Coşkun karting’de gayet başarılıydı. 2018’de 60 Mini sınıfında Trofeo Andrea Margutti şampiyonasını kazandı ve Britanya’da düzenlenen Cadet sınıfında Kartmasters British GP şampiyonu oldu. Buradan sonra karting şampiyonalarında başarılı sonuçlar almaya devam eden Coşkun 2022’de OK sınıfında yarıştığı WSK Champions Cup’ı 3. tamamladı. 2023’te Coşkun F4 Britanya’da Rodin Carlin bünyesinde yarışmaya başladı. F4 Britanya’da ve birçok F4 serisinde yarışmak için 15 yaşını doldurmak zorundasınız. Coşkun bu sebeple kışın düzenlenen F4 BAE’de yarışamasa da 2023 Britanya F4 sezonu başlamadan önce 15 yaşını doldurduğu için bu konuda sorun yaşamadı. Gridin en genç isimlerinden biri olan Coşkun, normal olarak zorlandı. Çünkü diğer pilotlara kıyasla epey tecrübesiz olmasının yanında F4 Britanya gridi de gayet güçlüydü.

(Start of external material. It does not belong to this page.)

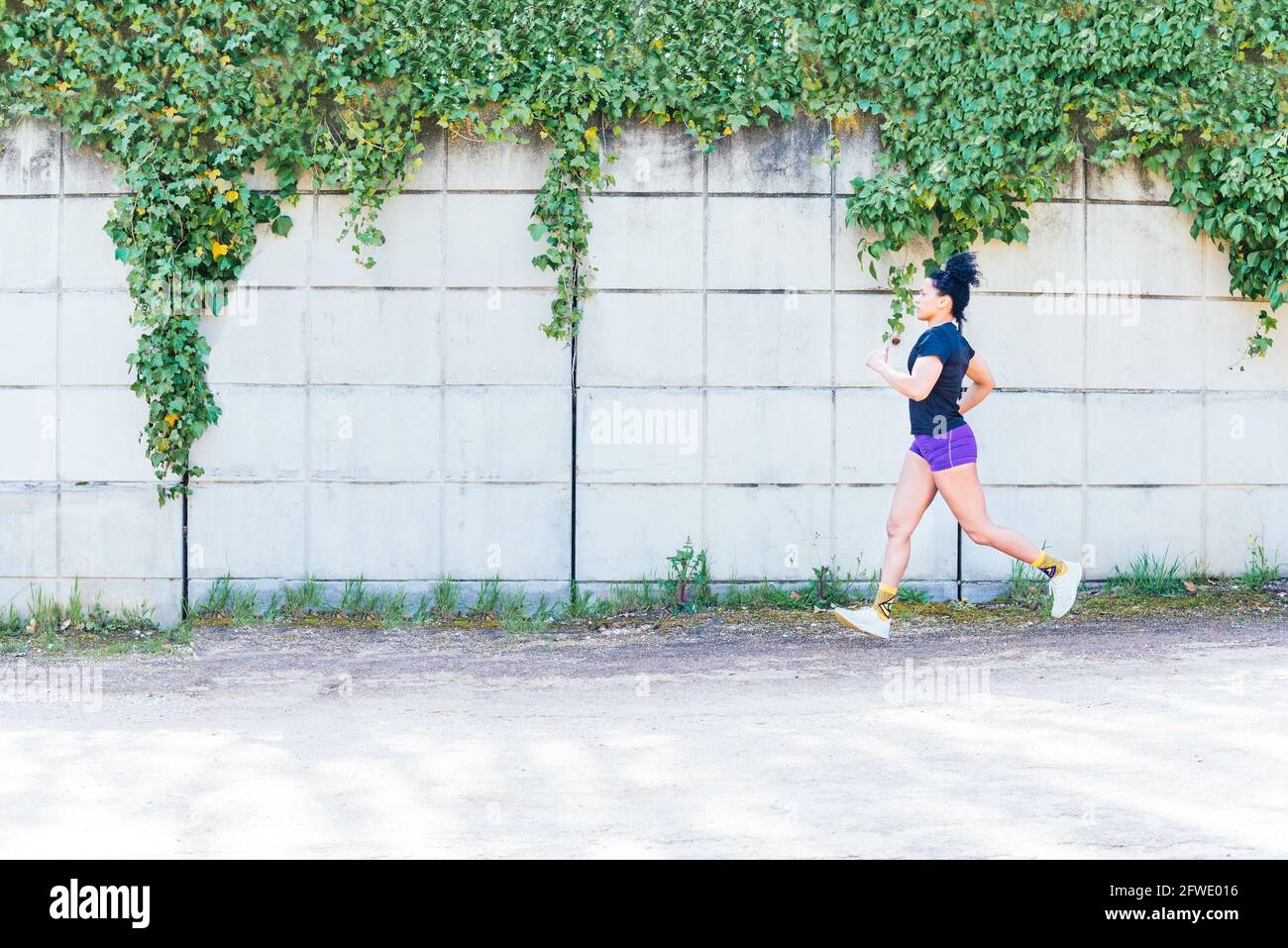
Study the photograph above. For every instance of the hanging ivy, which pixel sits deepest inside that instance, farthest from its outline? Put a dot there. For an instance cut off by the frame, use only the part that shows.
(982, 106)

Fakat bu Coşkun’un yeteneklerini göstermesi için bir engel değildi. Zorlu bir başlangıçtan sonra Silverstone’da sıralama seansında sırasıyla 3. ve 7. olan Coşkun, ilk yarışta harika bir kalkış yaparak 3. sıradan liderliğe yükselmiştı. Bu noktadan sonra hızlı turlarla farkı açtı ve şampiyona lideri Will Macintyre’a liderliği kaptırmadan F4’teki ilk galibiyetini Silverstone gibi tarihi bir pistte almayı başardı. Üstelik o sene F4 Britanya’da Silverstone ilk defa tam olarak koşulmuştu. Böylelikle aynı F1 yarışında nasıl koşuluyorsa öyle koşulan Silverstone’da bu sistemin uygulandığı ilk yarışı kazanan isim olmuştu. Sezonun son ayağı olan Brands Hatch yarışının ters grid sistemi uygulanan 2. ayağında da galibiyete ulaşan Coşkun sezonu 2 galibiyet ve 3 podyumla 12. sırada, çaylaklar şampiyonasını ise 3. sırada tamamlamıştı. Kendi yaş grubunda galibiyet alan tek isim olarak sezonu tamamlayan Coşkun, aynı sene yarı zamanlı olarak yürüttüğü GB4’te sadece 9 yarışa katılıp 117 puan toplayarak sezonu 1 podyum 4 ilk 5 sonucuyla 13. sırada tamamladı.
Sezon bittikten sonra kendisini 2024 sezonu öncesi düzenlenen F4 BAE kupa yarışında ve GB3 testlerinde gördük. Testlerde iyi sonuçlar alıp JHR’ı etkilemeyi başaran Coşkun, böylelikle 2024’te GB3’e atlamayı başardı. Bu sezon röportajda da belirttiği gibi akademiler açısından kritik bir sezon. Bu sene hızlı olabileceğini gösterebilirse kendisinin önü açık. Coşkun’a en içten dileklerimizle alt seri kariyerinde başarılar diliyoruz.